China News

After 8 Years of Torture in Chinese Prison, Retired Teacher Is Sentenced Again for Her Faith


Wei Shuyuan was sentenced to three years behind bars for practicing Falun Gong, a spiritual practice that has been brutally persecuted by the CCP since 1999.

A retired Chinese teacher who endured more than eight years of brutality in detention for her faith in Falun Gong has been sentenced to three years behind bars for practicing the meditative discipline.

The latest sentencing of Wei Shuyuan was confirmed by Minghui, a website that tracks the persecution of Falun Gong, in a Nov. 21 report. It comes more than a year after her arrest on Aug. 14, 2023, while she was out grocery shopping in her hometown of Xuchang, located in central China.

Despite being released on bail the following day due to a diagnosis of severe anemia, Wei faced relentless harassment in the months that followed.

She was subjected to physical examinations at least three times—procedures that her frail health repeatedly deemed her unfit for, leading to her rejection by local detention facilities. That changed on June 24, when police invaded her home, dragging the 61-year-old woman into the Xuchang City Detention Center.

Details of her time there remain shrouded in mystery, but when her lawyer finally managed to visit her on Nov. 11, Wei was in a wheelchair and hospitalized, according to Minghui.

It’s not the first time Wei has been incarcerated for her faith. Over the past 25 years, Wei has been jailed twice before. In total, she has spent more than eight years behind bars because she refused to renounce her belief in Falun Gong.

Falun Gong is a traditional spiritual practice that combines meditation with moral teachings centered on the principles of truthfulness, compassion, and forbearance. The practice gained popularity in China in the 1990s, with official estimates that at least 70 million were practicing it by the end of the decade.

Viewing Falun Gong’s popularity as a threat, then-Chinese Communist Party (CCP) leader Jiang Zemin began to persecute the spiritual practice in 1999, directing the entire Party and state forces to eradicate it. As a result, millions of practitioners have since been subjected to detention in prisons, brainwashing centers, and labor camps, where they have been subjected to torture and abuse.

From a Healthy Woman to Wheelchair-Bound

Once a teacher at the No. 2 Petroleum Base School in Hami City, Xinjiang, Wei saw her life upended in 2005 when police took her from her office. In 2006, in a closed-door trial, she was sentenced to five years in Xinjiang Women’s Prison, a term that was later extended by 20 months in 2010.

By the time she was released in 2012, Wei had been transformed from a healthy woman into someone reliant on a wheelchair, according to a 2015 criminal complaint she filed in China against the former CCP head for his role in ordering the persecution.

In the complaint, Wei gave a brief recount of what she had experienced in Chinese detention facilities, including being punched and kicked, lifted and slammed to the ground, slapped, various cuffing torture methods, shocked with electric batons, and dragged down staircases by her hands. “Every part of my body that touched the stairs was injured,” she wrote in the legal complaint.

Additional torture she was subjected to included freezing temperatures, scalding heat, hunger, pinching, exposure to the sun, having her mouth taped shut, being denied sleep, and being denied the use of a toilet.

She was also placed in solitary confinement several times by the prison authorities, and on one occasion, she was locked up in a small cell for a year.

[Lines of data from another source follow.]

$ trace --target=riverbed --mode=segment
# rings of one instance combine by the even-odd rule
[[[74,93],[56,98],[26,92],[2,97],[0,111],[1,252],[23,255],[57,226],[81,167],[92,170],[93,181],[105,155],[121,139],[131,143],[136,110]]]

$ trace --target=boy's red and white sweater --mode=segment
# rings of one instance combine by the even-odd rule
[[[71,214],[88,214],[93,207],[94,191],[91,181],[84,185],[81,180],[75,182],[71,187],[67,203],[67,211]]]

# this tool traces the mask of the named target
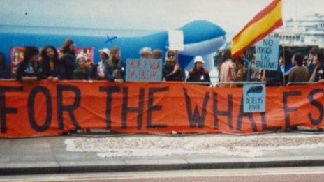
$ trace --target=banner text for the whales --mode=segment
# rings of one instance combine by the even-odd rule
[[[103,128],[128,133],[262,132],[323,126],[324,84],[267,87],[266,112],[243,112],[242,88],[185,83],[0,82],[0,137]]]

“In the isolation cell, the heating was electric, and they set the temperature extremely high. With my hands handcuffed to the wall, I was forced to squat on the ground, and my buttocks developed blisters from the heat,” she wrote. Her feet were paralyzed as a result of the torture by the prison police.

Escalated Persecution

In 2023, courts in China sentenced 755 people to prison or other forms of detention for practicing Falun Gong, nearly seven times more than the previous year, according to data collected by Minghui. Many of the convicted received lengthy sentences.

After 24 years, the persecution of Falun Gong remains a top priority for the agents of the communist regime—including police, prosecutors, and judges in over a dozen provinces—according to an analysis of official documents by the Falun Dafa Information Center (FDIC).
The FDIC has documented at least 5,000 deaths of Falun Gong practitioners across the country from the ongoing persecution as of the end of 2023. Given the difficulty of getting related information out of China, it is believed the actual number of deaths is much higher.
Detained Falun Gong practitioners are vulnerable to forced organ harvesting, according to the findings of an independent people’s tribunal in 2019. The tribunal in London concluded that forced organ harvesting has taken place in China for years “on a significant scale,” and that killing to supply the transplant industry was ongoing.

The suppression of Falun Gong in China has drawn condemnation from the United States.

The U.S. House of Representatives passed the bipartisan Falun Gong Protection Act (H.R. 4132) on June 25 to sanction people involved in forced organ harvesting.
On July 20, 2024, the 25th anniversary of the day the CCP began its persecution of Falun Gong, the U.S. Department of State called upon the CCP to “cease its repressive campaign and release all who have been imprisoned for their beliefs.”